PROBLÉMATIQUE DE L’ACCÈS À L’EAU POTABLE EN AFRIQUE
Il apparaît clairement qu’il existe un décalage entre la précarité en eau potable et la disponibilité hydrologique. Malgré la contrainte légale mise en place par le Comité des Nations Unies pour les droits économiques, sociaux et culturels, en affirmant le 26 novembre 2002 que le droit à l’eau garantit à chaque être humain le droit de disposer pour son usage personnel et domestique d’une eau abordable, en quantité suffisante, de qualité acceptable et à laquelle il peut facilement accéder, selon les rapports de l’OMS, le constat reste criard. 44 pays au niveau de la scène mondiale ne remplissent pas ces conditions (dont 31 en Afrique), et ne couvrent pas ce minimum au sein de la population à savoir 50 litres/hab./jour.
Si dans ces pays, plus de 43,76% de la population pâtit du manque d’accès à l’eau potable et si la responsabilité de la nature doit être relativisée dans cette situation, il devient évident d’imaginer l’existence d’autres déterminants favorables qui participent à l’édifice de cette triste réalité.
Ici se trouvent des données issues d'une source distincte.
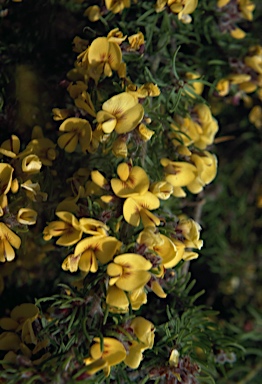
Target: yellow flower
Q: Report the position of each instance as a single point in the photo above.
(255, 116)
(137, 298)
(117, 6)
(190, 230)
(133, 181)
(112, 353)
(31, 164)
(197, 86)
(103, 58)
(174, 358)
(121, 113)
(88, 251)
(78, 130)
(144, 132)
(138, 208)
(129, 271)
(8, 239)
(223, 87)
(119, 147)
(93, 13)
(237, 33)
(136, 41)
(33, 191)
(26, 216)
(117, 300)
(159, 243)
(6, 172)
(116, 36)
(68, 229)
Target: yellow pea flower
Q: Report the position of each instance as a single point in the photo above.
(162, 189)
(68, 229)
(88, 251)
(255, 116)
(119, 147)
(133, 181)
(137, 298)
(136, 41)
(190, 230)
(6, 172)
(116, 36)
(121, 113)
(222, 87)
(113, 353)
(8, 239)
(33, 191)
(26, 216)
(117, 6)
(159, 243)
(129, 271)
(93, 13)
(103, 58)
(237, 33)
(77, 130)
(93, 227)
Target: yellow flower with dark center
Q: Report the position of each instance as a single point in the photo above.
(117, 300)
(103, 57)
(93, 13)
(26, 216)
(190, 230)
(129, 271)
(117, 6)
(8, 240)
(77, 131)
(112, 353)
(121, 113)
(6, 172)
(136, 41)
(68, 229)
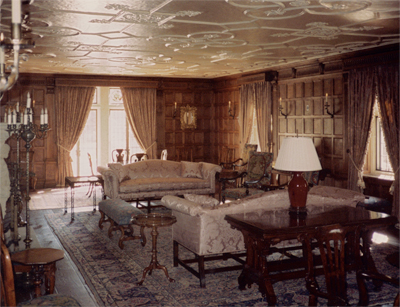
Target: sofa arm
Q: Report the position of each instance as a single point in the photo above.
(111, 182)
(182, 205)
(209, 171)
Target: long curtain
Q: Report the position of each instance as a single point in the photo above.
(263, 105)
(247, 92)
(360, 110)
(140, 108)
(387, 82)
(72, 110)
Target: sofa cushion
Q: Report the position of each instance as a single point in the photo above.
(118, 210)
(120, 170)
(154, 168)
(336, 193)
(162, 184)
(204, 200)
(191, 170)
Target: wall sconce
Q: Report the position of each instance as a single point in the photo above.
(174, 115)
(230, 110)
(327, 106)
(281, 108)
(15, 43)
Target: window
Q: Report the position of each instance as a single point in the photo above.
(254, 132)
(106, 129)
(377, 162)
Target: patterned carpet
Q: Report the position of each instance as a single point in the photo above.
(112, 273)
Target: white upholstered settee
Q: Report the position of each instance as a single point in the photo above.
(152, 179)
(203, 230)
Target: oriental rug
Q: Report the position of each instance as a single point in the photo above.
(112, 273)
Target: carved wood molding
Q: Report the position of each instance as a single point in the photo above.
(370, 60)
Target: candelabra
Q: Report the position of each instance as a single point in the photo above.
(21, 126)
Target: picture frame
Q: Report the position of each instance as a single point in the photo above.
(188, 117)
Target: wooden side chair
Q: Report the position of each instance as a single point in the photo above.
(333, 242)
(240, 163)
(256, 179)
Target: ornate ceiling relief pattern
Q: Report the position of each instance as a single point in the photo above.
(203, 39)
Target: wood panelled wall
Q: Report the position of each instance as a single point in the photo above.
(302, 89)
(193, 92)
(304, 102)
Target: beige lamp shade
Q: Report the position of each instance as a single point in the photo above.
(297, 154)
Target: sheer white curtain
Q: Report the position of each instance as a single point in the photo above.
(140, 108)
(72, 111)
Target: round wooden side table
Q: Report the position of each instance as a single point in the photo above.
(41, 262)
(154, 220)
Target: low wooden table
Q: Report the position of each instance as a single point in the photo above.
(78, 181)
(262, 229)
(41, 262)
(154, 220)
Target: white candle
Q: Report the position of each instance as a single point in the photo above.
(42, 117)
(16, 11)
(2, 56)
(28, 101)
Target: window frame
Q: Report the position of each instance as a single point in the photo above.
(371, 161)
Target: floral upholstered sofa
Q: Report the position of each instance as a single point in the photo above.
(152, 179)
(202, 229)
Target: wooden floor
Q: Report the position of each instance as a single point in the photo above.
(68, 279)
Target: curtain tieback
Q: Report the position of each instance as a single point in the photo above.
(63, 147)
(150, 146)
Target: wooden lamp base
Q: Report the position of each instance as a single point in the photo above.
(298, 189)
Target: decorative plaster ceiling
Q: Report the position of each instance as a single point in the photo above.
(200, 39)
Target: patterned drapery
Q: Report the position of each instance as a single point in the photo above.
(72, 110)
(364, 84)
(387, 82)
(140, 108)
(247, 94)
(263, 104)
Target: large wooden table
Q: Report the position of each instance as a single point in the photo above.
(263, 230)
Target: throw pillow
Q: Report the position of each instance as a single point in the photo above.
(120, 170)
(204, 200)
(191, 169)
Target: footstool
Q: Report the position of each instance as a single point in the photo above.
(119, 214)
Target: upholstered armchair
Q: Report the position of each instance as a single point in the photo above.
(255, 180)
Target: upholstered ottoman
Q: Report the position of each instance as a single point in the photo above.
(119, 214)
L’accès à l’eau potable devient une question à déterminants politiques, économiques, sociaux et environnementaux.
Une politique de distribution inefficace : la privatisation, une solution problème
Depuis la fin des années 1980, la Banque mondiale s’emploie à corriger les politiques internationales d’accès à l’eau potable et de l’assainissement lancées par les Nations Unies (1981-1990) et soutient ouvertement que l’eau n’est pas seulement un droit mais aussi un bien économique et que le développement de l’approvisionnement en eau devrait être considéré comme une intervention économique. La Commission Européenne s’est ralliée à ce concept en affirmant que l’eau est une nécessité vitale mais aussi un produit de base. L’eau est donc assimilable à un service commercialisable, services de distribution et d’assainissement en particulier.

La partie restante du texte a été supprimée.